Crossing the Sea to Freedom: Exodus 14
In the timeless Exodus story of the parting of the Red Sea, the people of Israel gain freedom born out of the plagues and the Passover and begin a wilderness faith with the One called “I Am.” With barely a minute to enjoy roasted fish at their sea-front camp, the army of chariots are upon them. From his throne of power and pride, Pharaoh changed his mind about letting his slaves go saying, “What is this we have done?” And off he went chasing down the Israelites to the bitter end of defeat, his own righteous privilege and position hardening his heart to injustice
Pharaoh’s Servants: What have we done? We have released the Israelites from serving us and lost our labor force!
All of Pharaoh’s horses and chariots, his chariot-drivers and army caught up with the Israelites as they were camping by the sea. The Israelites saw Pharaoh and the Egyptian army closing in on them…they were trapped and feared for their lives, so they cried out to the Eternal.
The Israelites were also second guessing Moses and changing their minds, thinking they were somehow better off with the horrors of slavery, than facing the fight in front of them. What they had known for 400 years seemed preferable to impending death and uncertainty. The chains of mistrust and fear were keeping them from moving forward:
Israelites: Were there not enough graves in Egypt? Is that why you brought us out here to die in the desert? Why have you made us leave Egypt? It would have been better for us to live as slaves to the Egyptians than to die out here in the desert.
Moses: Don’t be afraid! Stand your ground and witness how the Eternal will rescue you today. Take a good look at the Egyptians, for after today you will never see them again. The Eternal will fight on your behalf while you watch in silence.
Eternal One (to Moses): Why do you call for Me? Instruct the Israelites to break camp and keep moving. Raise your staff and reach out over the sea to divide it. The Israelites will be able to walk straight through the sea on dry ground. I am going to harden the stubborn hearts of the Egyptians, and in their arrogance they will continue to chase the Israelites. My honor will be on display when I defeat Pharaoh, his army, his chariots, and his chariot-drivers. The Egyptians will know that I am the Eternal when I display my glory through Pharaoh, his chariots, and his chariot-drivers.
Exodus 14 (The Voice Translation) The Voice attempts to translate the poetry, humor, and beauty of the Bible’s passages in a screenplay format using “Eternal One” for YHWH. The Sunday Lectionary for Sept. 13, 2020 includes Exodus14:19-31.

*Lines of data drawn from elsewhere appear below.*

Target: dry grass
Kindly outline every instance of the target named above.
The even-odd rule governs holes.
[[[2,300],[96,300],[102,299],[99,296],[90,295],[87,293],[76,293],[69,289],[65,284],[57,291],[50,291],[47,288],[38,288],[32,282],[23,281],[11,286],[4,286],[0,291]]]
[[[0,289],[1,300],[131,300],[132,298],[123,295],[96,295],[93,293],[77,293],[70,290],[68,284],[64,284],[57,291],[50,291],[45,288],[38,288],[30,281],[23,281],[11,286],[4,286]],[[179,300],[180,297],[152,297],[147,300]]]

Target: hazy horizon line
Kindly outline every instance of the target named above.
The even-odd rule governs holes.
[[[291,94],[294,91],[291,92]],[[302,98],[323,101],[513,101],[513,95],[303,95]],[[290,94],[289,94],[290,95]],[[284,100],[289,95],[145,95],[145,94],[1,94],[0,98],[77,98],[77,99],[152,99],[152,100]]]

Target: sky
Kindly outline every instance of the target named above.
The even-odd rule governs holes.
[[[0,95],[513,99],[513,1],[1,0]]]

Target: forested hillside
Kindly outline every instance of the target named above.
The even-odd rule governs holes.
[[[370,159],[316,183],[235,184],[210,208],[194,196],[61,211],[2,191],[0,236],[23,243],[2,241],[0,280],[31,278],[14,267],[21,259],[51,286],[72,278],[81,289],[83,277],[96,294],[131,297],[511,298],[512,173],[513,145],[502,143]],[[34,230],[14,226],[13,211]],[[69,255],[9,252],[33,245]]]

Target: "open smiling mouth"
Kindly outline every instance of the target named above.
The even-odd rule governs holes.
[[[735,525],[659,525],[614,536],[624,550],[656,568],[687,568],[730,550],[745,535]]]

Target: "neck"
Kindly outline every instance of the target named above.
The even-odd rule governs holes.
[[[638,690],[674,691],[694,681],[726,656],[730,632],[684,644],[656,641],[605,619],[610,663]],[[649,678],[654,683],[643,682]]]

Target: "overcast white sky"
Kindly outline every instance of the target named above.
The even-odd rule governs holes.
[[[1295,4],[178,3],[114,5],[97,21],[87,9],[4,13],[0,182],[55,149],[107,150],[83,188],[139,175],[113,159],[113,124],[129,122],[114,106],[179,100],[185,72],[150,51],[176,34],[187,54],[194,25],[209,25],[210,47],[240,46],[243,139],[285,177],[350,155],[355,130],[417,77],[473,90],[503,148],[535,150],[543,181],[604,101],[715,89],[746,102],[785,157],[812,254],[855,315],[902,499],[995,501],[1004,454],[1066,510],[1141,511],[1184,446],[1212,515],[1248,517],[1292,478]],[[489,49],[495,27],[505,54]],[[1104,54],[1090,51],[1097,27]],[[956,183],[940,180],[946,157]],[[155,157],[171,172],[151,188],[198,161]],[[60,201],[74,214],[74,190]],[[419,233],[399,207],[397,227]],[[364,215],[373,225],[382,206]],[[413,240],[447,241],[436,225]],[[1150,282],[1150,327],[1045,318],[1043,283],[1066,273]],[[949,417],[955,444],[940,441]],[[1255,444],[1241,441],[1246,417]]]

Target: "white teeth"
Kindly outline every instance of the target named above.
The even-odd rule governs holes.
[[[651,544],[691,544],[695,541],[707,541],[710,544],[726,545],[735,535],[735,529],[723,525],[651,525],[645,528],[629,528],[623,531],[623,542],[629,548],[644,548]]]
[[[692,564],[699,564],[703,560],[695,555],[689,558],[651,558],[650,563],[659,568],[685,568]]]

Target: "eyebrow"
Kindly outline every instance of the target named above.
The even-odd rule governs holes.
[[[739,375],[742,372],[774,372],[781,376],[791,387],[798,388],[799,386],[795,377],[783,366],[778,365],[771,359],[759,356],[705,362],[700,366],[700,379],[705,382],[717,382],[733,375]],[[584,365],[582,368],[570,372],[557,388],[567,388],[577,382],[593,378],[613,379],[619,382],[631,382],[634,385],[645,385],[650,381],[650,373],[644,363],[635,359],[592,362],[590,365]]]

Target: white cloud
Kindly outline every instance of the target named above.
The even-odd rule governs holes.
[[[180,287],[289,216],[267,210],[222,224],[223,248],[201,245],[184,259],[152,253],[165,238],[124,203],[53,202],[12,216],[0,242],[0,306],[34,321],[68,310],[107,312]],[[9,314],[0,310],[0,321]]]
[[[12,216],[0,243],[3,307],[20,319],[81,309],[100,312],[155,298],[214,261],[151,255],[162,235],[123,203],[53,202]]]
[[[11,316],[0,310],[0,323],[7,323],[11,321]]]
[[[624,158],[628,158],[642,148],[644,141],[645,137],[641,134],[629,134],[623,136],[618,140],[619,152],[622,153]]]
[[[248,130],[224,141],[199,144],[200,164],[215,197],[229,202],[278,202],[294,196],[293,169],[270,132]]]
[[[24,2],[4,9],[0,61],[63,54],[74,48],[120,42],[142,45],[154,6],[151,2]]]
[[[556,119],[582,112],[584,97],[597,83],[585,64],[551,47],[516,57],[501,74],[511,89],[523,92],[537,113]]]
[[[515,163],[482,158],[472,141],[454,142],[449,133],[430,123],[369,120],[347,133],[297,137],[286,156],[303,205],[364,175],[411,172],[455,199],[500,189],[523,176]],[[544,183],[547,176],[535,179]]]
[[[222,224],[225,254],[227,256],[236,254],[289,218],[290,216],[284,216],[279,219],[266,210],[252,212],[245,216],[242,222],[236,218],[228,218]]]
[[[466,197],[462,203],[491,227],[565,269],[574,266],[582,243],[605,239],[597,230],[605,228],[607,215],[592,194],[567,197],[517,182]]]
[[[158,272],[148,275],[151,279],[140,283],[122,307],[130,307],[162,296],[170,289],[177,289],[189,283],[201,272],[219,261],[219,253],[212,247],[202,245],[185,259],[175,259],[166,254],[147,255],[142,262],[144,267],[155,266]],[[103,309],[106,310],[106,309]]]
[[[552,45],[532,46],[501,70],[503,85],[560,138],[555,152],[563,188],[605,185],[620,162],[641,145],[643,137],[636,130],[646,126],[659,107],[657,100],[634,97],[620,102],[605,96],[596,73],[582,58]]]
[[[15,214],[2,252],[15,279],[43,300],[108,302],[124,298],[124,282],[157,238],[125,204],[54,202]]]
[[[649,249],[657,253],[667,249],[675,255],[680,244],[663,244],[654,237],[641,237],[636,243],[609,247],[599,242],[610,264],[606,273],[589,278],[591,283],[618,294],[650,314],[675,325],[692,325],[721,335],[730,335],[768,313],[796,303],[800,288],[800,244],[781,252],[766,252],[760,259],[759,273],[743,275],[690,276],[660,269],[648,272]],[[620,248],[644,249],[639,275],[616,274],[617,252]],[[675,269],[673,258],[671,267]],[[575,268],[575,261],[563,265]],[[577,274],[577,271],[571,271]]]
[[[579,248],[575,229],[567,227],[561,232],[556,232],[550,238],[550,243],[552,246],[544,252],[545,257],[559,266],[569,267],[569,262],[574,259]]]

Soul Search. Sometimes in the face of chaos in our culture it is easier to isolate and insulate and go about our day not “seeing” those who are enslaved to poverty and racism. Brenda Salter McNeil in her new book, Becoming Brave: Finding the Courage to Pursue Racial Justice Now says there is a need to examine privilege, power, and position and the injustice that results from being unwilling to acknowledge or fight for needed change. She urges us all to listen to new prophetic voices of protestors, teachers, artists, journalists, and people of color that move us to break free from privileged mentality and fight against prejudice and injustice. There is an urgent call to use our access, influence, and networks to combat the lies and power of those who inhibit the flourishing of all God’s people.
In Prophetic Imagination, Walter Brueggemann says that Jesus’ kingdom message offered both mercy and criticism simultaneously. His ministry to the poor radically challenged the status quo of economic inequality, and directly criticized those who profited from others’ poverty. His ministry to the oppressed also points out the injustice of the oppressors, who are threatened by his message of redemption. I’m praying for my imagination to be spirit-energized, not content just to criticize the status quo, but keep moving with hopeful possibility and creative ways to love and serve.
Let us Pray. O Eternal One, I am afraid, unwilling to move, not believing what’s ahead is better than what was behind. Please fight for us all, send us leaders who hear your voice, fight for those who cannot win anything on their own. Help me to sit in silence and listen, to hear the cries of those who call for freedom, to have the courage to keep moving forward through the waters you part in front of me. I see you there both behind and in front of me. Show us your glory. Amen.